WHO and disease-control centers worldwide regard controlling avian flu on the farm as a top priority. Dr. Peter Daniels of the Australian Animal Health Laboratory says stronger conventional disease control efforts may be necessary to check emerging strains of the H5N1 avian flu virus in Asia.

“The problem is compounded by the fact that bird flu is evolving separately in all these different countries, and in some cases it may require more than one vaccine per country to deal with the different strains,” said Daniels. “For this reason we are urging that countries like Indonesia put more effort into controlling transmission in the first place. We need to stop infected poultry from moving round the country transmitting disease, and to stamp out outbreaks of these new strains at source.’’

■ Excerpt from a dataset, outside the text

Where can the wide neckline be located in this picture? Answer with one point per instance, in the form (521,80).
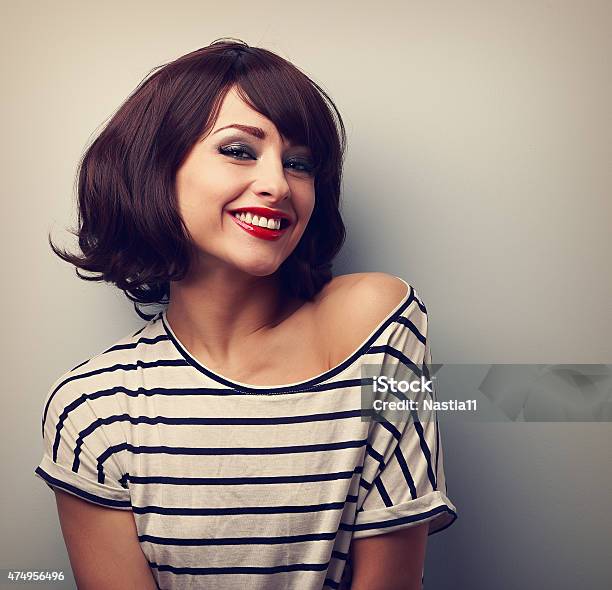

Meanwhile, an Australian research team from the Centenary Institute led by Prof. Warwick Britton has made encouraging progress in developing two new vaccines for TB.

TB affects up to 20 million people worldwide and kills almost two million every year. It is estimated that two billion people, equivalent to a third of the world’s population, have been exposed to TB at one time or another, some of whom remain latent carriers of the disease. Of these, one in ten goes on to develop TB, adding around nine million new cases a year.

TB has developed resistance to many of the drugs commonly used to control it and is now on the increase again in both the developing and developed worlds. While BCG (Bacillus Calmette-Guérin) vaccine has been used for almost 90 years, in some parts of the world where TB and other mycobacterial infections have reached epidemic proportions, BCG offers little or no protection.

The two new vaccine approaches focus on improving protection against TB in previously vaccinated adults and a new vaccine to protect infants.

The other near fatal disease is cancer, which in the next 20 years will become the commonest form of death in the world. There are two vaccines against Hepatitis B, which causes liver cancer, and against the human papilloma virus which causes cervical cancer and genital warts; and more vaccines for preventing infectious organisms that cause cancer are on the way.

Prof. Ian Frazer, developer of GARDASIL, the world’s first cervical cancer vaccine, and chairman of the conference said: “Immunotherapy treatment for cancer patients is also a ‘glass half full’. Infectious diseases remain a global problem, and vaccines are the best hope for their worldwide control in the 21st century.”

The cutting edge of vaccine technology and global research was the focus of the Canberra conference that attracted leading scientists and vaccine developers from Australia, Asia, Europe and the United States.

“There are newer vaccines and more money coming for vaccines research, purchase and delivery. In many of the poorest countries, the Gates Foundation is helping in both the human and physical infrastructure for vaccine delivery,” Nossal told IPS.

“While companies like to do research on diseases of the First World, we are seeing a renewed commitment for research on vaccines for the Third World such as Malaria, HIV, acute respiratory disease, diarrhoeal disease and meningitis,” added Nossal.